Doomsday delay

The day of reckoning for thousands of civil

servants has been pushed back.

After meeting today for two hours with

representatives of the island’s two major

trade unions, Prime Minister Freundel Stuart

announced that the start of the Government’s

dreaded retrenchment programme, which was

scheduled to begin on January 15, had now be

delayed until month-end at the latest.

This is to allow the Ministry of the Civil

Service to complete the final list of people who

would be sent home.

In explaining the situation, Stuart said

“because of the constraints under which we

have had to operate in even generating the list,

[it] has proven to be a bigger challenge than

would have been the case back in 1991 [the last

occasion when large numbers of public servants

were sent home].

“[Back then] there [were] no casual workers

around; there is a Public Service Act in

place . . . [no] constitutional amendments in

place and all the constraints that did not exist

in 1991.

“The Ministry of the Civil Service has

taken a little more time. It has had to be a

lot more careful. What I have said is that we

target now the end of this month [January];

that deadline is not negotiable. By Thursday, I

imagine that the Cabinet paper that deals with

the modalities we will be following will come

up for consideration,” Stuart said as he emerged from the

talks accompanied by Minister of Finance Chris Sinckler and

Minister of Labour Dr Esther Byer-Suckoo.

The Prime Minister added that once Government had

finalized its way forward, it would be able to share the

definitive information with the unions. He also indicated that

the Ministry of the Civil Service would, in a matter of days,

have the final list ready.

“Once I see that final list [and] I am able to approve

it, I will share it with the unions so that we can start to

have meaningful discussion with their members. [But] that

January 15 deadline [outlined by the Minister of Finance on

December 13, last year] is nothing more than a pipe dream,”

Stuart told reporters.

Also commenting at the end of this evening’s talks,

the Barbados Workers’ Union general secretary Sir Roy

Trotman downplayed the January 15 deadline that had

initially been set by the Government, saying that it was not a

good way in which to have negotiations.

“[H]aving those discussions in circumstances where

a deadline was being waved as though it was a red flag

that would constitute a situation, which we could not be

comfortable with . . . the 15th now does not hold the level

of trepidation, which it did previously.

“That is not to say that we don’t have a

problem. Government has said that there is a problem of

being able to find hard cash to pay the level of public sector

workers that it is currently paying. We have understood that

for quite sometime but we have at the sane time been trying

to have a number of things rationalized, made public, made

clear enough so that once we know what there is, we can

endeavour to put our alternatives,” Sir Roy told journalists.

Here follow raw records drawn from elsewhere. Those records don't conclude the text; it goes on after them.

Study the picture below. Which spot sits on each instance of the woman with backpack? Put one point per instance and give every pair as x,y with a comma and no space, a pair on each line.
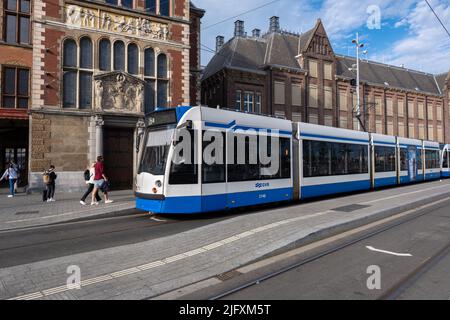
49,177
89,176
11,175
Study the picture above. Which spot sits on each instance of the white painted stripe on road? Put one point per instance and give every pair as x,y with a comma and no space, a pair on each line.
406,194
157,220
29,296
69,213
389,252
151,265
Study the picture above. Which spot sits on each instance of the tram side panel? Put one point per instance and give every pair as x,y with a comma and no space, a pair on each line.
332,160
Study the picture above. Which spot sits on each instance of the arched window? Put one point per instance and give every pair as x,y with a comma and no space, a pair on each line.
85,53
133,59
150,80
162,66
85,74
164,7
70,53
77,74
163,82
70,74
104,55
119,56
150,6
149,66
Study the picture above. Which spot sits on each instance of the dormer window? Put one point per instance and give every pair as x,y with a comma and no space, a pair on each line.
161,7
121,3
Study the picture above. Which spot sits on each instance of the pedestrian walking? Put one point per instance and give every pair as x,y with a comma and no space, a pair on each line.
89,176
11,175
100,182
49,177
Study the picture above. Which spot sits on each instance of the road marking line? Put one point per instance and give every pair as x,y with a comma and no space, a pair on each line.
405,194
157,220
389,252
29,296
65,214
151,265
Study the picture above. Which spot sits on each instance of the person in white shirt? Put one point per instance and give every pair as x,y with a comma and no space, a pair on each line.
91,185
11,175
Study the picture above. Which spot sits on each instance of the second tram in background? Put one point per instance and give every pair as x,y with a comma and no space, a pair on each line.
314,161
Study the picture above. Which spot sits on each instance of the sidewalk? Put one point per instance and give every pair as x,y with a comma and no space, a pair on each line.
157,266
28,210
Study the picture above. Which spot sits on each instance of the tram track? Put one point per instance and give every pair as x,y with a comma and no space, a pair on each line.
394,291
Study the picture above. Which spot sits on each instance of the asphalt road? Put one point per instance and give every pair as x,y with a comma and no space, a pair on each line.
344,274
41,243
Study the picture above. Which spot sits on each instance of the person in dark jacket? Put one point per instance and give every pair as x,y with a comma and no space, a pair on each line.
50,183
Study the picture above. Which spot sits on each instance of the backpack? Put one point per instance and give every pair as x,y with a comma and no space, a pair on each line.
46,178
87,175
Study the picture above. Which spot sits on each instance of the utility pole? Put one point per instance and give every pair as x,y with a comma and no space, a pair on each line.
358,96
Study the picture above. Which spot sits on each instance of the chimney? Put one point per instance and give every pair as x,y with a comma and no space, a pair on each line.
239,28
219,43
275,24
256,33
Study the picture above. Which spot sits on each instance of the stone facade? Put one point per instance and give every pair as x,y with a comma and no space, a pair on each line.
298,76
109,120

He revealed the alternatives, which the unions would be

putting up, might not meet the levels of saving required by

the Government; but in any case, he said, it was not their

role to, as workers’ bargaining agents, to find

all the solutions.

“It is enough that we will carry out our function to

protect the interests of the working class, particularly our

members. We have been trying to do that and push forward

proposals, which, if accepted, and if acted upon, will go a long

way towards assuaging some of the pain and suffering which

is still around the corner, despite this third meeting that we

have had,” the BWU spokesman pointed out.

For their part, the National Union of Public Workers

[NUPW] representatives said that they would have to first

report to their executive council, before agreeing to a way

forward with Government.

President Walter Maloney said though he was generally

happy that the talks had “moved forward a bit” and that there

was still room for there to be some latitude in terms

of the cuts.

“We must also be cognizant, too, that there is a time

frame in which we have to act in this manner. The union has

understood this. This is not about the NUPW and the BWU.

It also has to be about the other unions as well,” he said.